Baby’s hebben veel behoefte aan lichaamscontact.
Knuffelen bevordert de groei en de hechting, blijkt uit onderzoek.
Maar er zijn meer voordelen, zeker bij vroeggeboorte. Daarom wordt buidelen gestimuleerd op neonatologieafdelingen.
Huid-op-huid-contact
Het allerliefst ligt je baby bloot op jouw blote huid. Dit huid-op-huid-contact heeft een gunstige invloed op allerlei processen in het babylijfje:
- Het reguleert de temperatuur van de baby, die dat zelf nog niet kan. Via jouw huid registreert je brein of je baby meer of minder warmte nodig heeft en past jouw temperatuur daarop aan.
- Het stabiliseert de hartslag, ademhaling en bloedsuikerspiegel.

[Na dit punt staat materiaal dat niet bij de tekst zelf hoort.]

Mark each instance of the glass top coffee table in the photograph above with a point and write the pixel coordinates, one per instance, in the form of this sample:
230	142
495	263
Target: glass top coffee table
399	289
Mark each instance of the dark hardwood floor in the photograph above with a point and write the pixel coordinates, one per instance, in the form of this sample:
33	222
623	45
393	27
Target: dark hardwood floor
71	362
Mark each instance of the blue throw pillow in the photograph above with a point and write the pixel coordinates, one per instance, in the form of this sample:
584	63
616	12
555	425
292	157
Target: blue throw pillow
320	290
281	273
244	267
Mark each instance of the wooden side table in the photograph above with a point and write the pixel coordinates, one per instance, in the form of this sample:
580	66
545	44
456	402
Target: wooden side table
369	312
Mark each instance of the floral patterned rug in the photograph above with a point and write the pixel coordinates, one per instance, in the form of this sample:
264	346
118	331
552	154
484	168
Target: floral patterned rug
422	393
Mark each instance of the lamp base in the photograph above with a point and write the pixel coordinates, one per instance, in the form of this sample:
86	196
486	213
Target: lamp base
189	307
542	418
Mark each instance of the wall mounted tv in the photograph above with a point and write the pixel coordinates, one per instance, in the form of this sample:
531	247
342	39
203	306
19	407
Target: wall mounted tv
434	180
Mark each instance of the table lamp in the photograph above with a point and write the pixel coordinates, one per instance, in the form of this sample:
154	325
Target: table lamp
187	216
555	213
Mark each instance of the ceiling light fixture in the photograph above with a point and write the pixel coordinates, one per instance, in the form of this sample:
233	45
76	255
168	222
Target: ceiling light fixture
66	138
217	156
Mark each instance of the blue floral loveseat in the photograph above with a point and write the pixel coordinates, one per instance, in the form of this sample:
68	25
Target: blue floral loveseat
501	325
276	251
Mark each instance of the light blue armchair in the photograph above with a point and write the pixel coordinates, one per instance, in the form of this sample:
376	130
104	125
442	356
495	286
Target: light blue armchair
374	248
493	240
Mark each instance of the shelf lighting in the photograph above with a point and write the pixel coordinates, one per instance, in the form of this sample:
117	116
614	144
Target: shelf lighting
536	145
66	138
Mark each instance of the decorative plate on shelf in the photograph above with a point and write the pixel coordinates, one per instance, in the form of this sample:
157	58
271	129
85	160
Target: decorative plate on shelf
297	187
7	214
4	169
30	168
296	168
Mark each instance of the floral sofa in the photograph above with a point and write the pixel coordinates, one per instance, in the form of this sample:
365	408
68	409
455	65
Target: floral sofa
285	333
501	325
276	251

- Het zorgt voor een daling van stresshormonen en aanmaak van kalmerende hormonen.
- Het stimuleert de groei en de hersenontwikkeling.

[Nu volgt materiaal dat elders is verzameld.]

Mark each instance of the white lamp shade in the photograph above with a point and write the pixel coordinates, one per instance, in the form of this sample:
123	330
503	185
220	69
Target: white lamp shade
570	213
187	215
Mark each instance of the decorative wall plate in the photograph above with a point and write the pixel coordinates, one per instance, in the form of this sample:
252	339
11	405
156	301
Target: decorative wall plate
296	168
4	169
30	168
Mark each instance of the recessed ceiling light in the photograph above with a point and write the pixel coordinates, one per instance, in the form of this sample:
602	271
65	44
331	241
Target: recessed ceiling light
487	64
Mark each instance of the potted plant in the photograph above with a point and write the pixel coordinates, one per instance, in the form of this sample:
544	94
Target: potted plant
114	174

- Het bevordert een veilige hechting.
Oxytocine-aanmaak
Als je je baby vasthoudt, maak je veel oxytocine aan. Dit ‘knuffelhormoon’ zorgt voor liefdevolle, zorgzame gevoelens en werkt als een magneet tussen jou en je baby. Het maakt dat jullie je diep verbonden voelen en deze veilige hechting is essentieel voor een baby om zich fysiek en emotioneel gezond te ontwikkelen, ook in het latere leven.
Oxytocine is ook nodig voor de aanmaak van moedermelk en de toeschietreflex. De kans dat de borstvoeding soepel gaat en echt genieten is, is het grootst als je je baby veel vasthoudt of draagt. Zijn natuurlijke reflexen om zelf op zoek te gaan naar voeding worden gestimuleerd, omdat de tepel in de buurt is en hij hem makkelijk kan vinden. Ook dat geeft hem zelfvertrouwen. Lees hier meer over de eerste reflexen van je baby.
Baby knuffelen
Het is niet alleen leuk, het is ook belangrijk voor de hechting en zijn zelfvertrouwen. Maar er zitten veel meer positieve effecten aan knuffelen.
- Hersenen
De ontwikkeling van de hersenen is een dynamisch proces dat gestuurd wordt door de ervaringen die een baby opdoet. In het eerste levensjaar vindt tachtig procent van de hersengroei plaats. Je baby wordt geboren met 25 procent van het hersengewicht van een volwassene en bijna alle verbindingen tussen hersencellen moeten nog gemaakt worden. Hoe meer verbindingen er ontstaan, hoe beter verschillende hersencellen met elkaar gaan communiceren. - Positieve ervaringen
De ervaringen die je baby opdoet in het eerste jaar, bepalen mede welke en hoeveel verbindingen er ontstaan tussen de hersencellen. Positieve ervaringen zoals knuffelen, praten en lachen zorgen voor het vrijkomen van bepaalde stoffen die de ontwikkeling van de verbindingen stimuleren. Bij negatieve ervaringen zoals stress, wordt de aanmaak van verbindingen juist geremd door de stoffen die er dan vrij komen. - Stress
Te veel stress is voor volwassen, kinderen en baby’s niet goed. Volwassenen weten vaak zelf wel wat ze moeten doen om de stress te verminderen of schakelen hulp in. Bij kinderen en baby’s is dat anders, omdat zij afhankelijk zijn van hun ouders.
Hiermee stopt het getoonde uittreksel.